The National Health Service (NHS) is squandering billions of pounds each year, providing expensive treatment that patients do not need, a leading British medical body has warned. Unions and campaigners strongly dispute the claims, however.

In a report produced by the Academy of Medical Royal Colleges (AoMRC) on Thursday, patients in the UK are increasingly being exposed to “unnecessary” procedures in hospitals, amidst increasing financial pressure on the NHS budget by the British government.

The yearlong study also found that that the NHS wasted approximately £2.3 billion every year by conducting procedures it could have provided more affordably, or avoided altogether. According to the report, one in five patients receive X-ray treatment for minor injuries, costing £221 million a year.

Doctors’ dependence on pharmaceutical treatment was also criticized in the report, claiming £466 million could have been saved by doctors if they held off prescribing “cocktails of drugs” to older patients.

While the AoMRC, which represents the country’s 250,000 doctors, says that the NHS will never be totally efficient, it said doctors had “an ethical duty to protect resources and promote value.”

AoMRC chair Terence Stephenson said maintaining NHS services was dependent on “doctors ensuring the best use of resources today. Quality of care is a doctor’s prime concern but delivering quality care and promoting value are really two sides of the same coin.”

The @AoMRC identifies £3.2 bn in waste across the NHS via @guardianhttp://t.co/McXalhVZLgpic.twitter.com/gBVUWXuKsR

— Carolyn Barkin (@CarolynBarkin1) November 6, 2014

Stephenson also said some excesses in NHS spending could be due to “demanding patients,” and that an increase in medical consultations were “often fuelled by the internet.”

He said that misinformation online sometimes resulted in patients “demanding tests and treatments for which there’s no evidence base, such as antibiotics for sore throats.”

The report was praised by other medical institutes such as the Royal College of GPs Council, whose vice president Dr Tim Ballard said part of the UK healthcare system had been “overmedicalised.”

However, trade unions and NHS campaigners rejected the academy’s findings, arguing that the NHS was rated the most efficient public healthcare system in the world.

Groups such as the National Health Action party said that the NHS was already being forced to make £20 billion of “efficiency savings,” which was putting significant pressure on hospital staff and GPs.

“The real elephant in the room is the market-driven system which costs £5 billion a year to run and actually drives demand. Doctors are forced to respond to patients’ wants not their needs,” said NHA co-leader Dr Clive Peedell.

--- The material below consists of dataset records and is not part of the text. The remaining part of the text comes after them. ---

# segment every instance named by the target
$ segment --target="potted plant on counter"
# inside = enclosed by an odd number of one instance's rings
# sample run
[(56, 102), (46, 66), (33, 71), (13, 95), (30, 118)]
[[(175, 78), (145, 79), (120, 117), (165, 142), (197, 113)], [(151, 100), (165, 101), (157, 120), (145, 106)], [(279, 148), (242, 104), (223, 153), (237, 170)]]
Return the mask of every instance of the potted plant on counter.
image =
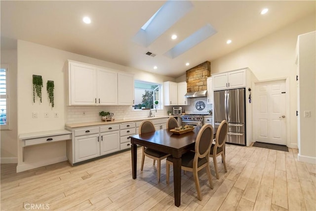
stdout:
[(99, 112), (99, 115), (102, 117), (102, 119), (106, 119), (107, 116), (110, 114), (109, 111), (103, 111), (103, 110)]

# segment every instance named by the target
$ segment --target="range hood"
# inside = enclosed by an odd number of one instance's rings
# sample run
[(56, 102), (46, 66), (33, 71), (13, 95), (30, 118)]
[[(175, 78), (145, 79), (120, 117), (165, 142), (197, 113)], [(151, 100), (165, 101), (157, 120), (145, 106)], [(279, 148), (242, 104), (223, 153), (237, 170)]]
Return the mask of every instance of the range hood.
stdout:
[(207, 97), (207, 90), (188, 92), (184, 96), (184, 97), (187, 98), (201, 98), (203, 97)]

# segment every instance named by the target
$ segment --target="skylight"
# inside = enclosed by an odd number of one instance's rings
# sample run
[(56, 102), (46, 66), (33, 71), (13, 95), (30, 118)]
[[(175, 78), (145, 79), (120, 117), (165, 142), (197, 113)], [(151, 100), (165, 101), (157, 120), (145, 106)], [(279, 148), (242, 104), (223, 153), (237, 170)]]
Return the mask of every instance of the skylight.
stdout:
[(171, 59), (176, 58), (217, 32), (216, 30), (210, 24), (207, 24), (165, 52), (163, 55)]
[(139, 29), (133, 40), (144, 47), (149, 46), (193, 8), (190, 1), (167, 1)]

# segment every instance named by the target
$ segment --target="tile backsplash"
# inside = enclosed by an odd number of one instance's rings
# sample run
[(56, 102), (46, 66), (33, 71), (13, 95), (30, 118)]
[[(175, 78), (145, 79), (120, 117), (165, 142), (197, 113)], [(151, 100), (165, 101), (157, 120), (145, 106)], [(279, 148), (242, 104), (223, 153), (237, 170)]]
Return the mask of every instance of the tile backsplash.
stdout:
[[(185, 110), (186, 114), (193, 113), (193, 102), (190, 106), (180, 106), (183, 110)], [(163, 109), (158, 109), (157, 113), (155, 110), (153, 112), (156, 116), (165, 116), (168, 115), (168, 110), (172, 110), (172, 107), (165, 106)], [(213, 108), (211, 104), (208, 104), (207, 107), (207, 110)], [(149, 115), (149, 110), (135, 110), (131, 106), (68, 106), (66, 108), (66, 124), (101, 121), (99, 112), (101, 110), (113, 113), (113, 118), (117, 119), (146, 118)]]

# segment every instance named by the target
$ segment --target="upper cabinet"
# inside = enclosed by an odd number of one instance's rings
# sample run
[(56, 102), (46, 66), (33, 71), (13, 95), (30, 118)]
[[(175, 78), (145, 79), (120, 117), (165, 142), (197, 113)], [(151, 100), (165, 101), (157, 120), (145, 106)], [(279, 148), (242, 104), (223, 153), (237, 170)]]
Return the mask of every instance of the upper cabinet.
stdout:
[(69, 61), (69, 106), (131, 105), (133, 75)]
[(232, 71), (212, 74), (213, 89), (220, 90), (245, 87), (246, 84), (246, 70)]
[(187, 94), (187, 82), (184, 81), (178, 83), (178, 105), (188, 106), (190, 105), (190, 98), (184, 97), (186, 94)]
[(134, 104), (134, 76), (129, 74), (118, 73), (118, 105), (130, 106)]
[(163, 82), (164, 106), (178, 106), (178, 84), (172, 81)]
[(213, 92), (213, 78), (207, 78), (207, 104), (213, 104), (214, 102), (214, 92)]

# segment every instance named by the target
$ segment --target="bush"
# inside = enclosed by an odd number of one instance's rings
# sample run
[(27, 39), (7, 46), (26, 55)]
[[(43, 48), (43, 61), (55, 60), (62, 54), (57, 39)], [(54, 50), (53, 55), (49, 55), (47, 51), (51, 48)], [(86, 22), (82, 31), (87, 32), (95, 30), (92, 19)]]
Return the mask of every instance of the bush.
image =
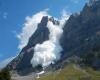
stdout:
[(0, 72), (0, 80), (11, 80), (11, 75), (10, 75), (9, 70), (3, 69)]

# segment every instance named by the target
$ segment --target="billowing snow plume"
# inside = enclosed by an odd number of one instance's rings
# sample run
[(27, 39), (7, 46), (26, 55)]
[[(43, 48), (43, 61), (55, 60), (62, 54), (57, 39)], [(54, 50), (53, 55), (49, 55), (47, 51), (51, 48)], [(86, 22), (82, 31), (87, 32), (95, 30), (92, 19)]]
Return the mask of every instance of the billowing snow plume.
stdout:
[(64, 17), (63, 19), (59, 20), (60, 25), (54, 25), (51, 21), (48, 21), (47, 27), (50, 31), (49, 40), (44, 41), (42, 44), (37, 44), (34, 47), (34, 55), (31, 60), (33, 67), (39, 64), (41, 64), (42, 67), (45, 67), (60, 59), (61, 51), (63, 49), (59, 44), (59, 39), (63, 33), (62, 28), (64, 22), (67, 19), (68, 16), (67, 18)]
[[(60, 59), (62, 47), (59, 44), (59, 39), (63, 33), (62, 27), (64, 22), (69, 18), (69, 15), (66, 14), (65, 10), (62, 11), (62, 14), (63, 16), (59, 19), (59, 25), (54, 25), (51, 21), (48, 21), (47, 27), (50, 31), (49, 40), (42, 44), (36, 44), (34, 47), (34, 55), (31, 60), (33, 67), (38, 64), (45, 67)], [(29, 38), (36, 31), (38, 23), (41, 22), (43, 16), (49, 16), (50, 18), (47, 10), (41, 11), (32, 17), (26, 17), (26, 22), (24, 23), (22, 32), (17, 35), (20, 40), (20, 45), (18, 46), (20, 49), (27, 45)]]
[(42, 17), (46, 15), (47, 10), (44, 10), (33, 15), (32, 17), (26, 17), (26, 22), (24, 23), (22, 32), (17, 35), (18, 39), (20, 40), (20, 45), (18, 46), (19, 49), (22, 49), (27, 45), (29, 38), (37, 29), (38, 23), (40, 23)]

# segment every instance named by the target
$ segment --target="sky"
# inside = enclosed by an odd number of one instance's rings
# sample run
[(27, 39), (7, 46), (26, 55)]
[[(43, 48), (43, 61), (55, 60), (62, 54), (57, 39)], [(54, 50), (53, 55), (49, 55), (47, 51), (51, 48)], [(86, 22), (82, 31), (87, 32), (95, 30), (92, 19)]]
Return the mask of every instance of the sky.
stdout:
[(88, 0), (0, 0), (0, 62), (16, 56), (20, 34), (27, 16), (47, 10), (59, 18), (62, 11), (73, 14), (82, 10)]

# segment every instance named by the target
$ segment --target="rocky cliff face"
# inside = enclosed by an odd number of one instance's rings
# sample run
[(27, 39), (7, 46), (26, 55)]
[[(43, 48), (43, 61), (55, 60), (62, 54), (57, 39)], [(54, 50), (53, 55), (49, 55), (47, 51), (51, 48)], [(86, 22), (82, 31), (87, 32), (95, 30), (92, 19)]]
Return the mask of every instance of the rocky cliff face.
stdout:
[(48, 22), (48, 16), (44, 16), (41, 22), (38, 24), (38, 29), (30, 37), (27, 46), (25, 46), (20, 54), (7, 66), (11, 70), (16, 70), (19, 73), (32, 72), (32, 65), (30, 63), (33, 53), (34, 46), (37, 43), (42, 43), (49, 38), (49, 30), (46, 27)]
[(64, 57), (100, 47), (100, 1), (86, 4), (80, 14), (71, 15), (63, 28)]

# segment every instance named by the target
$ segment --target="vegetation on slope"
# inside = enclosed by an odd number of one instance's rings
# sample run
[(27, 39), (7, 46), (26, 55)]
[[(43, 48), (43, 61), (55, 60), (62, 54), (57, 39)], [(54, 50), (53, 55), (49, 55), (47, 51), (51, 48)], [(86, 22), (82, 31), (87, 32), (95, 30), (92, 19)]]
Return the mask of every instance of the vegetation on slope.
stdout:
[(11, 75), (9, 70), (3, 69), (0, 71), (0, 80), (11, 80)]
[(100, 72), (92, 68), (80, 68), (75, 64), (68, 64), (63, 69), (51, 72), (38, 80), (100, 80)]

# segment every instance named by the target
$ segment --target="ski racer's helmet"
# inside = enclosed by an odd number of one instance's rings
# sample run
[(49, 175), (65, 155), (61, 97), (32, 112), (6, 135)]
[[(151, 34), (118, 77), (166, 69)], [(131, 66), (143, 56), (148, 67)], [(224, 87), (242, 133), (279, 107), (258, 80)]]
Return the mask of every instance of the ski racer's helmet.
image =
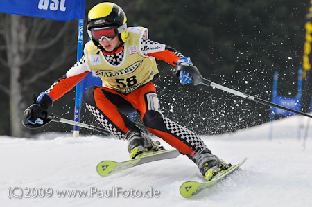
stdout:
[(125, 42), (128, 37), (127, 17), (122, 8), (115, 3), (98, 3), (89, 12), (87, 31), (98, 47), (101, 47), (103, 38), (110, 41), (117, 35), (120, 41)]

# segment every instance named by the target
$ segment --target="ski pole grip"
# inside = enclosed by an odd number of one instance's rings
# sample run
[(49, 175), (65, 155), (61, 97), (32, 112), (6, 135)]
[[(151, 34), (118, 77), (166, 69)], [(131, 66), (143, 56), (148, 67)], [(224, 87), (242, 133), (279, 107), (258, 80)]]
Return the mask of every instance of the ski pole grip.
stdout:
[(204, 84), (208, 86), (211, 84), (211, 82), (207, 79), (202, 78), (196, 66), (187, 65), (177, 65), (173, 69), (173, 74), (177, 75), (180, 71), (187, 71), (193, 77), (193, 84), (196, 86), (199, 84)]

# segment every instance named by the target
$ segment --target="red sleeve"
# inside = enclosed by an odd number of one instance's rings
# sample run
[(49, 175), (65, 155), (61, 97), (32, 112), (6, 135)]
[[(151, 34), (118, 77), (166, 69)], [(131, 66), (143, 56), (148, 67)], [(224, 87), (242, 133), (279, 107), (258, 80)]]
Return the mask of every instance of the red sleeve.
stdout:
[(178, 57), (175, 53), (168, 49), (166, 49), (163, 51), (148, 53), (146, 55), (154, 57), (155, 58), (164, 60), (173, 66), (177, 65), (177, 61), (180, 59), (180, 57)]
[(85, 71), (74, 76), (61, 78), (54, 84), (54, 87), (53, 87), (48, 94), (54, 101), (55, 101), (64, 94), (69, 91), (74, 86), (85, 78), (88, 73), (89, 71)]

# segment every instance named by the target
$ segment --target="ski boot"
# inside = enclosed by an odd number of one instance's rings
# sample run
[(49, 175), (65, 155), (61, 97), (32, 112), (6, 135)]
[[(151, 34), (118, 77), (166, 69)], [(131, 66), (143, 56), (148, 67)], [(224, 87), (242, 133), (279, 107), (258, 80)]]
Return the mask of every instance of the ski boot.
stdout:
[(196, 153), (193, 158), (200, 173), (207, 181), (211, 181), (218, 174), (228, 169), (231, 164), (227, 164), (223, 159), (211, 154), (207, 148)]
[(146, 134), (138, 131), (129, 131), (126, 134), (128, 151), (131, 159), (145, 155), (153, 152), (164, 150), (159, 141), (154, 141)]

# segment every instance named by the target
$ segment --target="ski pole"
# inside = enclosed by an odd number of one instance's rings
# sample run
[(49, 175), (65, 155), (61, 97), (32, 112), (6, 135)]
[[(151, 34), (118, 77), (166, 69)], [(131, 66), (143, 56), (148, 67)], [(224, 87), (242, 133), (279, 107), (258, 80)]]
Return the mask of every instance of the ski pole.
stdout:
[(275, 104), (272, 102), (268, 101), (268, 100), (265, 100), (250, 95), (248, 95), (245, 94), (244, 93), (227, 88), (226, 87), (220, 85), (218, 84), (214, 83), (207, 79), (205, 79), (204, 78), (202, 78), (202, 75), (200, 75), (200, 72), (198, 71), (198, 69), (197, 69), (197, 67), (193, 66), (186, 66), (186, 65), (178, 65), (177, 66), (174, 71), (173, 73), (175, 73), (175, 74), (176, 74), (177, 73), (177, 71), (187, 71), (188, 73), (189, 73), (192, 77), (193, 77), (193, 84), (194, 85), (198, 85), (199, 84), (202, 84), (209, 87), (214, 87), (218, 89), (222, 90), (223, 91), (226, 91), (230, 93), (232, 93), (234, 95), (263, 104), (263, 105), (266, 105), (270, 107), (276, 107), (276, 108), (279, 108), (285, 111), (288, 111), (290, 112), (293, 112), (295, 114), (300, 114), (304, 116), (307, 116), (309, 118), (312, 118), (312, 116), (306, 113), (303, 113), (301, 111), (298, 111), (294, 109), (291, 109), (277, 104)]
[(56, 116), (56, 115), (53, 115), (53, 114), (48, 115), (46, 111), (44, 111), (43, 114), (42, 114), (43, 116), (42, 117), (42, 120), (43, 120), (42, 124), (37, 124), (37, 123), (31, 124), (31, 123), (28, 123), (28, 119), (31, 116), (31, 112), (29, 109), (25, 110), (25, 111), (24, 113), (23, 118), (21, 120), (23, 125), (24, 125), (26, 127), (29, 128), (29, 129), (39, 128), (39, 127), (43, 127), (45, 125), (49, 123), (51, 121), (53, 121), (53, 122), (62, 123), (71, 125), (76, 125), (76, 126), (92, 129), (92, 130), (105, 133), (105, 134), (110, 134), (110, 132), (108, 130), (106, 130), (106, 129), (101, 128), (101, 127), (98, 127), (85, 124), (85, 123), (76, 122), (76, 121), (73, 121), (71, 120), (62, 118), (59, 116)]

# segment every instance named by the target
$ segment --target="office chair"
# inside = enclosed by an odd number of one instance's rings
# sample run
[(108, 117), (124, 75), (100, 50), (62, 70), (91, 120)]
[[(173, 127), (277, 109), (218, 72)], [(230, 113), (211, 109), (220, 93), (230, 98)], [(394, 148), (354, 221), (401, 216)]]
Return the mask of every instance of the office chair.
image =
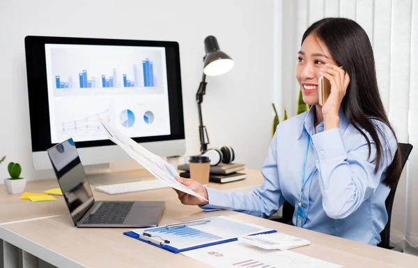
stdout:
[[(411, 151), (412, 151), (413, 146), (409, 143), (398, 143), (399, 149), (401, 149), (401, 168), (403, 170), (403, 167), (406, 163), (406, 161), (409, 157)], [(392, 218), (392, 209), (394, 205), (394, 200), (395, 199), (395, 192), (396, 191), (396, 187), (395, 186), (390, 190), (389, 195), (385, 201), (386, 207), (386, 211), (387, 212), (387, 223), (385, 226), (385, 229), (380, 232), (381, 241), (378, 244), (378, 246), (380, 248), (392, 249), (394, 247), (390, 246), (390, 220)]]
[[(412, 151), (412, 145), (409, 143), (398, 143), (399, 149), (401, 150), (401, 168), (403, 170), (403, 167), (406, 163), (406, 161), (409, 157), (411, 151)], [(380, 232), (381, 241), (378, 244), (378, 246), (380, 248), (392, 249), (393, 247), (389, 246), (390, 242), (390, 223), (392, 218), (392, 210), (394, 205), (394, 200), (395, 199), (395, 192), (396, 191), (397, 185), (395, 186), (390, 190), (389, 195), (385, 201), (385, 205), (386, 207), (386, 211), (387, 212), (387, 223), (385, 226), (385, 229)], [(293, 218), (293, 212), (295, 211), (295, 207), (292, 206), (289, 202), (286, 201), (283, 204), (283, 212), (281, 218), (274, 220), (282, 223), (287, 223), (292, 225), (292, 218)]]

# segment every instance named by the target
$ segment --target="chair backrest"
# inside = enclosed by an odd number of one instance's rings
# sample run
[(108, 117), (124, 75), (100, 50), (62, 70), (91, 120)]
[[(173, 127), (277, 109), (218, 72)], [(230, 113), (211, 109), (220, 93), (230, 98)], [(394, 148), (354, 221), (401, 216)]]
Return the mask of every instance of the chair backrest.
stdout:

“GPs are also under tremendous pressure not to miss things. A backache could turn out to be spinal cancer. The stakes are high when you’re dealing with a person’s life. So it’s totally understandable why sometimes doctors may order what turns out to be, with hindsight, an unnecessary test. You don’t know it’s unnecessary until you’ve done it.”

Peedell also said that austerity measures were forcing hospitals to cut back on purchasing new technology, which would save the NHS money in the long term.

“This market driven payment mechanism clearly discriminates against more cost effective innovative developments in the NHS,” he said.